Taverna has now moved to the Apache Software Foundation. For updated information, see Apache Taverna (incubating).

Manchester Centre for Integrative Systems Biology

The BBSRC and EPSRC have awarded £6.3m to the Manchester Centre for Integrative Systems Biology (MCISB) based at the Manchester Interdisciplinary Biocentre (MIB). The award is to pioneer the development of new experimental and computational technologies in Systems Biology, and their exploitation.

The MCISB is intended to provide a hub for cutting-edge systems biology research in the Manchester area, acting as a focal point for the creation of the necessary ideas and infrastructure, and for establishing new methods and routines.

The co-investigators in the project Professor Norman Paton, Professor Douglas Kell et al. It ran from May 2005 to April 2010.

Metabolomic Pathways

The Manchester Centre for Integrative Systems Biology is in the process of measuring the kinetic and binding constants associated with enzyme reactions in metabolic pathways in the yeast, Saccharomyces cerevisiae.

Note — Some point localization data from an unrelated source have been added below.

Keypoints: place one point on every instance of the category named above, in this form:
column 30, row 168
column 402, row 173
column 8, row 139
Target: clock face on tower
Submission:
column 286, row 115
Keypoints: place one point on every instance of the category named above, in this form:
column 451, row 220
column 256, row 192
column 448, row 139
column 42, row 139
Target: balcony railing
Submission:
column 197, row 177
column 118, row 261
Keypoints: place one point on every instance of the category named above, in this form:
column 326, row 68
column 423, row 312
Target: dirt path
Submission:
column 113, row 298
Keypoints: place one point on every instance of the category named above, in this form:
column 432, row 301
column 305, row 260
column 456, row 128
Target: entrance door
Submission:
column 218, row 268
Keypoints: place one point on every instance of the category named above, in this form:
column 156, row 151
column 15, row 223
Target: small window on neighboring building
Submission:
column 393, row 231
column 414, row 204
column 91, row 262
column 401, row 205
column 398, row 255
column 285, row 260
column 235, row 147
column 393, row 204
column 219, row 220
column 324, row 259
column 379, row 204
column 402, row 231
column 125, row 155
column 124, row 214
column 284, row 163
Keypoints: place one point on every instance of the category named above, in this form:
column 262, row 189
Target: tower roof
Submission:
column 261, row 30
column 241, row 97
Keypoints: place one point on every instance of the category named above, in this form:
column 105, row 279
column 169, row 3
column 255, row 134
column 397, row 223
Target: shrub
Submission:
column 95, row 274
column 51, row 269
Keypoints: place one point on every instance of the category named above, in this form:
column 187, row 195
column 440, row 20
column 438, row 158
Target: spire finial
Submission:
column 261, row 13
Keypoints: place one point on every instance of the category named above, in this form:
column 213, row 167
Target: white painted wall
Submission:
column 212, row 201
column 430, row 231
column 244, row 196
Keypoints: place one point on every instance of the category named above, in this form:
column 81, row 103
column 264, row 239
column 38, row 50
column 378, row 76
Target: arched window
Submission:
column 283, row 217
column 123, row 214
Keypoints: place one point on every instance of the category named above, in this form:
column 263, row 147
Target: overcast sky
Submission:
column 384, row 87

Quantitative models of these metabolic pathways are being integrated with transcriptomic, proteomic and metabolomic data by workflows that have been constructed and enacted using Taverna.

Publications

A poster by Peter Li describing the systems biology workflows was presented at the International Conference of Systems Biology 2006 and he has written several publications about the work.

Many of the workflows make use of Systems Biology Markup Language (SBML) as described in the paper Automated manipulation of systems biology models using libSBML within Taverna workflows by Li et al.

An example workflow using SBML is available on myExperiment.